A decisão do Tribunal, votada por uma maioria de sete contra um, indica que o programa do BCE excedeu os seus poderes sem considerar a proporcionalidade da medida como uma ferramenta para aumentar a taxa de inflação para cerca de 2%.

O Tribunal considera “duvidosa” a competência do BCE para recomprar massivamente a dívida pública, que representou a maior parte dos 2.600 mil milhões de euros de compras de obrigações operadas entre março de 3015 e dezembro de 2018, no âmbito do programa “Quantitative Easing” ou “QE” reativado em novembro de 2019.

Em particular, os magistrados alemães recusam cumprir o parecer do Tribunal de Justiça Europeu, que tinha aprovado o programa do BCE no final de 2018, e lamentam a falta de controlo do “QE” pelo Parlamento alemão.

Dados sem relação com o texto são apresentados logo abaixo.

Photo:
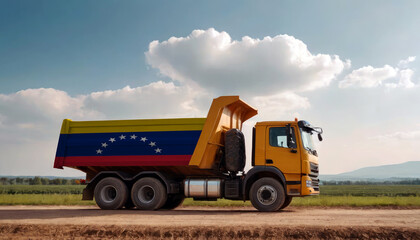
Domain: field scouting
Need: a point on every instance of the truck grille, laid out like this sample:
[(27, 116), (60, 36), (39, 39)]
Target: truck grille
[(314, 176)]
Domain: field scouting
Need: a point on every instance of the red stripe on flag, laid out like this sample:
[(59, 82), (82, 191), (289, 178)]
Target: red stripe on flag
[(143, 160)]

O presidente do TC alemão, Andreas Voßkuhle, sublinhou, quando divulgou a sentença, que a Constituição da Alemanha não foi cumprida porque o Governo e o Parlamento alemão não reviram as decisões do Conselho do BCE.

A sentença proferida hoje “não diz respeito” ao programa de emergência contra a pandemia (PEPP) anunciado em meados de março pelo BCE de 750 biliões de euros até o final do ano, recordam os magistrados alemães.

O Tribunal Constitucional alemão pronunciou-se hoje sobre o programa de compra de ativos do BCE.

Os juízes de Karlsruhe pronunciaram-se sobre os “Asset Purchase Programs” (APP) criados por Mario Draghi entre 2015 e 2019 depois de um grupo de dois mil queixosos, encabeçado por economistas e professores de Direito, darem início a este processo por duvidarem que o programa respeite a lei fundamental alemã.

Os especialistas argumentam que a compra de ativos é ilegal por se tratar de financiamento monetário dos Estados-membros, uma vez que cada um dos bancos centrais da zona euro compra, com o apoio do BCE, dívida emitida pelos respetivos Estados.

Esta prática está proibida nos tratados europeus, mas o BCE argumenta que os bancos centrais da zona euro, ao comprar a dívida no mercado secundário, e não diretamente aos Estados-membros, não está a cometer qualquer ilegalidade.

Em 2017, o Tribunal Constitucional, assumiu ter dúvidas de que a compra de ativos fosse compatível com a proibição de financiamento monetário, reencaminhando a sentença para o Tribunal de Justiça Europeu (TJE).

O TJE pronunciou-se a favor do BCE e coube agora à entidade máxima de justiça alemã interpretar a sentença à luz da sua Constituição.

O programa de compra de ativos do BCE tem sido determinante para manter as taxas de juro da dívida dos países da zona euro mais endividados em níveis baixos.